To this, Wintour replied, “Well, I think First Lady Michelle Obama was really so incredible in every decision she made about fashion. She supported young American designers. She supported designers, indeed, from all over the world. She was the best ambassador this country could possibly have, in many ways, obviously way beyond fashion —”
McElvoy then cut in to say, “But she’s not the First Lady now. What about the one you have now?”
“And for me, she is the example I admire,” continues Wintour.

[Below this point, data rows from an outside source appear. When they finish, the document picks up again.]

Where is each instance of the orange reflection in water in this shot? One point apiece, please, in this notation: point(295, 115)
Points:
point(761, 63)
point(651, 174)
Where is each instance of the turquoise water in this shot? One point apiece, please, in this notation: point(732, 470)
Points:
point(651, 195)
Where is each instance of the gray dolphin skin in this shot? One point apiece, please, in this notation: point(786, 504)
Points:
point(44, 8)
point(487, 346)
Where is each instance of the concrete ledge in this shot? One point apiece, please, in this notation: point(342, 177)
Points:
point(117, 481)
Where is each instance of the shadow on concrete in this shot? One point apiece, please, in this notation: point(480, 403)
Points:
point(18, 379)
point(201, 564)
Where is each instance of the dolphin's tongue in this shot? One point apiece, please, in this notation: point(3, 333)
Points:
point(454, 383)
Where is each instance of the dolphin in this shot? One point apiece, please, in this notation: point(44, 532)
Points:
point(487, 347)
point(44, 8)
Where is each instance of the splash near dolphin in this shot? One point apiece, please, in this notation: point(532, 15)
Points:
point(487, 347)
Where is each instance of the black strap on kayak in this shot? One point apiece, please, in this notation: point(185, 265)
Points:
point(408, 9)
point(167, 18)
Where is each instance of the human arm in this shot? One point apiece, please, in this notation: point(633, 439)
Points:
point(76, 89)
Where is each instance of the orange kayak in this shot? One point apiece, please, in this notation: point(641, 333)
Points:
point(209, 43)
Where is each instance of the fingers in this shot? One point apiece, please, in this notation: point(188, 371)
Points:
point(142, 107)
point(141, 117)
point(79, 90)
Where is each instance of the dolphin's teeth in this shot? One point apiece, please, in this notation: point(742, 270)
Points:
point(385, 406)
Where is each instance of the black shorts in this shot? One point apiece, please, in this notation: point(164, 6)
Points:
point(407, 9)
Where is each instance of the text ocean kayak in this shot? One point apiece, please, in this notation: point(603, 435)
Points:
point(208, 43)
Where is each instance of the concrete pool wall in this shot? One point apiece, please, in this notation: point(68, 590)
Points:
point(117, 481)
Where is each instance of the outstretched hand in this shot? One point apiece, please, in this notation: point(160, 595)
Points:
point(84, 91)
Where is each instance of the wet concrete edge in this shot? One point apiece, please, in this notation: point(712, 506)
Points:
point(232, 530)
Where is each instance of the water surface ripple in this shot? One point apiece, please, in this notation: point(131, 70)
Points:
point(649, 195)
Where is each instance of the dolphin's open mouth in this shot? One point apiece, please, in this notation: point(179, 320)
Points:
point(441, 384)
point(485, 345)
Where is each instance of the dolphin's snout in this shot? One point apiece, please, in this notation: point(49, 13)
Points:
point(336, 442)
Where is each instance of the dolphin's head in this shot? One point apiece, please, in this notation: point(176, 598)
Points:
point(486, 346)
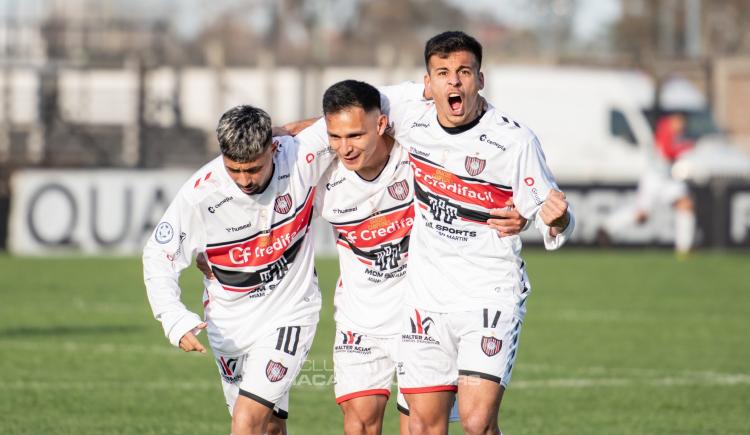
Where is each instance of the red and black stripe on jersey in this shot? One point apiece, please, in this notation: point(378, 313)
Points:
point(387, 232)
point(448, 195)
point(269, 252)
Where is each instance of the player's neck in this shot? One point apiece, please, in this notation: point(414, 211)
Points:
point(379, 159)
point(468, 125)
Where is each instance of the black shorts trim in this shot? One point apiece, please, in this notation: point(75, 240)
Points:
point(472, 373)
point(402, 410)
point(280, 413)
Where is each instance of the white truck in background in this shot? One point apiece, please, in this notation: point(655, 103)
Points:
point(596, 129)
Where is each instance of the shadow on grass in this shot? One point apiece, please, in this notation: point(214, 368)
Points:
point(66, 330)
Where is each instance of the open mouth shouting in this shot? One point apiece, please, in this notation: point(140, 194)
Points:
point(456, 104)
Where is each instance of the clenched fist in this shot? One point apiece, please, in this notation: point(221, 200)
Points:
point(554, 212)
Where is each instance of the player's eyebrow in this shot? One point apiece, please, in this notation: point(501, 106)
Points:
point(348, 134)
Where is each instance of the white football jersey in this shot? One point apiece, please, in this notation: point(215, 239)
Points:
point(457, 261)
point(258, 246)
point(371, 222)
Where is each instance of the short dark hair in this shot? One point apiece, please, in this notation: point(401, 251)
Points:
point(244, 132)
point(350, 93)
point(450, 42)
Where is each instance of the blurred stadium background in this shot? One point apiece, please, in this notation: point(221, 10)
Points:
point(107, 106)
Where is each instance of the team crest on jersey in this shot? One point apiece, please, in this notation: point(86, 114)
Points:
point(275, 371)
point(491, 346)
point(399, 190)
point(229, 368)
point(283, 204)
point(474, 165)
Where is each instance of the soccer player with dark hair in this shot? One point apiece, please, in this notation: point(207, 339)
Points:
point(249, 210)
point(467, 292)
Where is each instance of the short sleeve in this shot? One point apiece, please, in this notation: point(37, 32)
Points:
point(312, 153)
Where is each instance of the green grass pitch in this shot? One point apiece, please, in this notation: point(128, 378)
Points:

This isn’t the first time Wintour has hinted at excluding Melania from her narrative. In April, during an interview with CNN’s Christiane Amanpour, Wintour was asked why she features more Democratic politicians than Republican ones, to which she said:
“If you’re talking about the first lady Michelle Obama or Senator Kamala Harris, obviously these are women that we feel are icons and inspiring to women from a global perspective. I also feel even more strongly now that this is not a time to try — and I think one has to be fair, one has to look at all sides — but I don’t think it’s a moment not to take a stand … I think you can’t be everything to everybody and I think it’s a time that we live in a world, as you would well know, of fake news … [and] those of us that work at Conde Nast believe that you have to stand up for what you believe in and you have to take a point of view.”
Given that Michelle Obama was featured on three covers and Melania Trump has yet to receive a single one since her husband was elected, the First Lady saw fit to respond. Her rep fired back  in a statement, “To be on the cover of Vogue doesn’t define Mrs. Trump, she’s been there, done that long before she was first lady.” (Melania appeared on the cover of Vogue in 2005, on the occasion of her marriage to Donald Trump.)